Highlights & Insights¶
- The entropy-driven window reward is a simple yet effective prior—functional areas indeed have higher information density, making it transferable to other visual interaction tasks.
- Replacing discrete bounding box judgments with continuous distance rewards is a natural and elegant improvement that eliminates artificial thresholding.
- The multiplicative combination of two rewards compels the agent to optimize both "macro-region selection" and "micro-coordinate precision."
- The GRPO-based exploration mechanism is well-suited for GUI scenarios involving large spaces and sparse rewards.
- Validation via online evaluation (WebVoyager) strengthens the practical applicability of the method.
Limitations & Future Work¶
- High dependency on large-scale grounding datasets with precise annotations makes data collection and labeling expensive, limiting widespread adoption.
- Training requires roughly 300 GPU hours, which may restrict real-time applications and smaller teams.
- Window partitioning depends on the vision tokenizer's patch scheme, and its generalization across different base models remains to be verified.

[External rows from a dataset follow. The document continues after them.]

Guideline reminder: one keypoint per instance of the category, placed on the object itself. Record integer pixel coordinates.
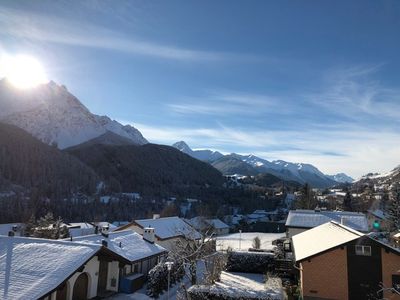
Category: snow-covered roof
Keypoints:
(111, 227)
(309, 218)
(126, 243)
(6, 228)
(217, 223)
(321, 238)
(31, 268)
(83, 225)
(378, 213)
(201, 223)
(170, 227)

- Entropy rewards might not be robust for specific interfaces (e.g., sparse high-contrast elements on a solid white background).
- Future work could explore self-supervised location rewards without ground-truth coordinates and joint optimization with multi-step planning.
Related Work & Insights¶
- vs UI-TARS: UI-TARS uses DPO, requiring manual construction of positive/negative pairs; LPO uses GRPO for automatic exploration, reducing human intervention.
- vs GUI-R1: GUI-R1 uses fixed location boundaries for rewards; LPO's continuous distance reward is more precise.
- vs InfiGUI-R1: InfiGUI-R1 uses bounding box IoU; LPO utilizes coordinate distance directly for finer granularity.
Rating¶
- Novelty: ⭐⭐⭐⭐ Entropy window rewards and dynamic distance rewards are meaningful innovations in GUI RL reward design.
- Experimental Thoroughness: ⭐⭐⭐⭐⭐ Covers 3 offline benchmarks + 1 online benchmark with fair comparisons against 4 RL baselines and clear ablation.
- Writing Quality: ⭐⭐⭐⭐ Motivation diagrams (Figure 1) intuitively illustrate the limitations of current methods, and the derivation is clear.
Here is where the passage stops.